A previsão se mostrou acertada. Sem poder contar com Moacyr Flores, Boris Fausto e Sérgio Buarque de Holanda, mas com Ale Dantas e Renato Domingos (guitarras), Paulo Chopps (baixo), João Pires (bateria) e Maurício Guimarães (vocal) em noite inspirada, a aula de História do Brasil em ritmo metálico começou com o Armahda, que fez valer o esforço para chegar cedo. Colocando fogo na plateia logo de cara com “Echoes from the River”, dotada de uma letra fantástica, instrumental elaborado e um refrão pegajoso cantado em uníssono, O início não poderia ter sido mais eficaz. O vocalista Maurício aproveitou para saudar os presentes, relembrando que em 2014 a banda estreou ao vivo neste mesmo Carioca Club (no feriado de 7 de setembro, dia da Independência do Brasil, ocasião em que abriram para o sueco Sabaton).
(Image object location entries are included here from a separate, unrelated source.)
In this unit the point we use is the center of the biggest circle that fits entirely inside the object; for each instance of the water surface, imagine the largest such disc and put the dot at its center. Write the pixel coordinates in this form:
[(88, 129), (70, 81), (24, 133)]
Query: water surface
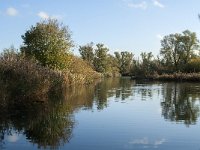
[(118, 114)]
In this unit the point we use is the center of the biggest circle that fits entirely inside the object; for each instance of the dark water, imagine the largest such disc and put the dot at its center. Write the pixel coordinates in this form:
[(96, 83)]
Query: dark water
[(116, 114)]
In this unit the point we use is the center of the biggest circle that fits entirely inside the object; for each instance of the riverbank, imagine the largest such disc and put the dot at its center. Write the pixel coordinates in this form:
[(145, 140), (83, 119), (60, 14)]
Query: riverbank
[(194, 77), (25, 80)]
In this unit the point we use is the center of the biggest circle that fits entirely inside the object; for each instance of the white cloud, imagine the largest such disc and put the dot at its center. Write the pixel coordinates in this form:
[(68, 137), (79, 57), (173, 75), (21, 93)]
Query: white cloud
[(158, 4), (142, 5), (159, 36), (25, 5), (11, 11), (43, 15), (159, 142), (59, 17)]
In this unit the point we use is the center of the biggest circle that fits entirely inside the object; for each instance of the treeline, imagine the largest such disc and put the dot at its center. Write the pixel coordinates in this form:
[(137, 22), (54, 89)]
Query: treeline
[(179, 53), (43, 66), (101, 61)]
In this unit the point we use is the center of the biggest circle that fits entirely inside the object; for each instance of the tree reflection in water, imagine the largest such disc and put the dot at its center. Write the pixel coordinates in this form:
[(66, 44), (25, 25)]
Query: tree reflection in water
[(181, 102), (49, 123)]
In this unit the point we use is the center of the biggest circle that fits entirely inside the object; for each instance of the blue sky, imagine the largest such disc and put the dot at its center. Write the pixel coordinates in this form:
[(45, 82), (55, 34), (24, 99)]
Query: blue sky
[(132, 25)]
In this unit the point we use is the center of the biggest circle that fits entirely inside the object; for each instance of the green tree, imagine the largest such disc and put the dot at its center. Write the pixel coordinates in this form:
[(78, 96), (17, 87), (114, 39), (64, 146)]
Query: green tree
[(100, 60), (125, 60), (49, 42), (87, 53), (177, 49)]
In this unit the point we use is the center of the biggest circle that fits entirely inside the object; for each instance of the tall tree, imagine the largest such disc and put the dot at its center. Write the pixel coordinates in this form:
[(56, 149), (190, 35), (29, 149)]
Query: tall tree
[(124, 60), (177, 49), (100, 60), (87, 53), (49, 42)]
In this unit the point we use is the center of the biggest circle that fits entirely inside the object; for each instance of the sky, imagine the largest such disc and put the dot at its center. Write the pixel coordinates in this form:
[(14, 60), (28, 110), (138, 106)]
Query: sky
[(122, 25)]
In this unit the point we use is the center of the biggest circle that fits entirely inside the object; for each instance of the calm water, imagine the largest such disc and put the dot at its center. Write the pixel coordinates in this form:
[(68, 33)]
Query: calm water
[(116, 114)]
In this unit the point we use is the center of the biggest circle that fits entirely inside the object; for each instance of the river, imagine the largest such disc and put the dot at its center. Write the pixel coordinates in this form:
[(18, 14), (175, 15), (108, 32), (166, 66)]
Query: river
[(115, 114)]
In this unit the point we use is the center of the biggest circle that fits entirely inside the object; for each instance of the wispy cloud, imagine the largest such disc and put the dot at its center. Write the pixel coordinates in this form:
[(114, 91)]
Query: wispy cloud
[(25, 5), (44, 15), (12, 11), (158, 4), (159, 36), (142, 5)]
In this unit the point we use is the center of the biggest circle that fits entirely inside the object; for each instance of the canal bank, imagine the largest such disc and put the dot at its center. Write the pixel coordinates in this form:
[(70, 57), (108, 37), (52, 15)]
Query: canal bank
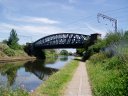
[(56, 84), (29, 74), (14, 59)]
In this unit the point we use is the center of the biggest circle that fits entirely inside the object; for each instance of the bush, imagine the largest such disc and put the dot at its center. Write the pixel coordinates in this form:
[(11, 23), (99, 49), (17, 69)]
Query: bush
[(9, 52), (113, 37), (115, 62), (98, 57)]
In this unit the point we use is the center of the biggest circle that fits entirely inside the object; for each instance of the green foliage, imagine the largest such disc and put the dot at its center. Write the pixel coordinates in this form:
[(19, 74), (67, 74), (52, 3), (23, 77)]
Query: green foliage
[(98, 57), (126, 35), (10, 92), (55, 85), (109, 76), (113, 37), (97, 46), (9, 52), (50, 53), (64, 52), (80, 51), (13, 40), (5, 41)]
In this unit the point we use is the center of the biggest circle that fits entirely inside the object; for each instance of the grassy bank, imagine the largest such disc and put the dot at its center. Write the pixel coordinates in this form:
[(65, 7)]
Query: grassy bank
[(55, 85), (109, 76)]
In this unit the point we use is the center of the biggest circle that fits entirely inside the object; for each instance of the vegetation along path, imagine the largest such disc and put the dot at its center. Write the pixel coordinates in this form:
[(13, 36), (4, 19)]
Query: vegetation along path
[(79, 85)]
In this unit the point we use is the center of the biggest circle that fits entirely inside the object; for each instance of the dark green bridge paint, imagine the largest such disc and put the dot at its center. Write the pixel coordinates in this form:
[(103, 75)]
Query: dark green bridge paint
[(61, 40)]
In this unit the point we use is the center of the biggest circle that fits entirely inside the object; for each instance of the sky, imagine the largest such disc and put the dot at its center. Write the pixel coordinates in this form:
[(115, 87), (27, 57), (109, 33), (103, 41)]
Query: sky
[(34, 19)]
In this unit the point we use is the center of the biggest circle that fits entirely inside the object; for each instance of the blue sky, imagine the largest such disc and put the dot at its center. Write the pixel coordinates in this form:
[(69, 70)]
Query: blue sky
[(33, 19)]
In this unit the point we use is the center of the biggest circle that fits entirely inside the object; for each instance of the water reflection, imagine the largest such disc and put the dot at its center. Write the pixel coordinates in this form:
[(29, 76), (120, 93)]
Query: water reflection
[(64, 58), (30, 73), (38, 68)]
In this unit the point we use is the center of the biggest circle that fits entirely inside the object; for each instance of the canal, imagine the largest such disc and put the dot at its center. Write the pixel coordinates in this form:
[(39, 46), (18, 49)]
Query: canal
[(30, 74)]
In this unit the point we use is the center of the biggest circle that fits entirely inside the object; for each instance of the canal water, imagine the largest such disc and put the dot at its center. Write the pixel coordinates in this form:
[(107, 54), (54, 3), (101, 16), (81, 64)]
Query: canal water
[(30, 74)]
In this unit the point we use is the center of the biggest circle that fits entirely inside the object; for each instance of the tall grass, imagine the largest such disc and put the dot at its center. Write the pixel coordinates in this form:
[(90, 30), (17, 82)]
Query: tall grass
[(108, 69)]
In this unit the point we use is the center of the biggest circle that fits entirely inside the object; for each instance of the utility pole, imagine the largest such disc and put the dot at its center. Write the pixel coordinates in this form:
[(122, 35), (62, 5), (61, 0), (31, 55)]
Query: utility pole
[(109, 18)]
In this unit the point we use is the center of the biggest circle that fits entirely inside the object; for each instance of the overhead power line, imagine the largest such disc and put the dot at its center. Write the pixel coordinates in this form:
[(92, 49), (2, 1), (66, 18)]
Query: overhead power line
[(108, 11)]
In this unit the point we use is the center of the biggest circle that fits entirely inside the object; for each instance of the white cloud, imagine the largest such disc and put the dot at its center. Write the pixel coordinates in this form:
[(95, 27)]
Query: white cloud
[(35, 20), (30, 29), (72, 1), (95, 30)]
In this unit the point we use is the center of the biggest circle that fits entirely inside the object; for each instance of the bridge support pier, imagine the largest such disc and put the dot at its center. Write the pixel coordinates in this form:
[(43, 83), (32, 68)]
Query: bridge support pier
[(39, 53)]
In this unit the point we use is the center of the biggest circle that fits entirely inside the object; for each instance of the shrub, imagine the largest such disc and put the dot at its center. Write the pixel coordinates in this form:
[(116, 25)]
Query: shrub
[(98, 57), (115, 62), (9, 52)]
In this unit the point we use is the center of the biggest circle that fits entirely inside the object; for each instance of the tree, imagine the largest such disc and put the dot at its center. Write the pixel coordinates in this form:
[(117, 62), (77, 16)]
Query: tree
[(13, 40)]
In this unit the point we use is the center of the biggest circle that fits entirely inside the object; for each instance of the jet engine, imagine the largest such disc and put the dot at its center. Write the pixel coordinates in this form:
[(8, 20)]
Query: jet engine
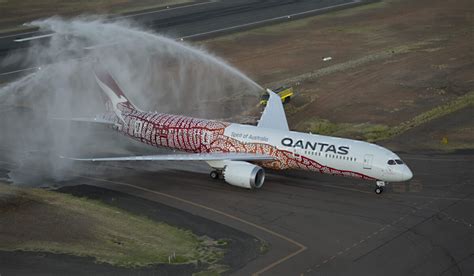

“The Iron Duke” veio na sequência, com sua letra baseada em Luís Alves de Lima e Silva, mais conhecido como Duque de Caxias, apelidado Duque de Ferro. “Last Farewell”, bela e emotiva, foi dedicada a todos que já foram exilados da história do Brasil, e foi seguida por “Spears of Freedom”, homenagem aos Lanceiros Negros, que lutaram na Revolução Farroupilha. Antes dela, rolou até um momento engraçado, com Maurício gritando “Chega de balada, nós estamos abrindo pro Grave Digger, porra!”. Depois ainda houve tempo para “Armahda”, “Canudos” (uma faixa extremamente cativante, que mistura heavy metal com ritmos nordestinos com primazia) e “Paiol em Chamas”, que encerrou a apresentação.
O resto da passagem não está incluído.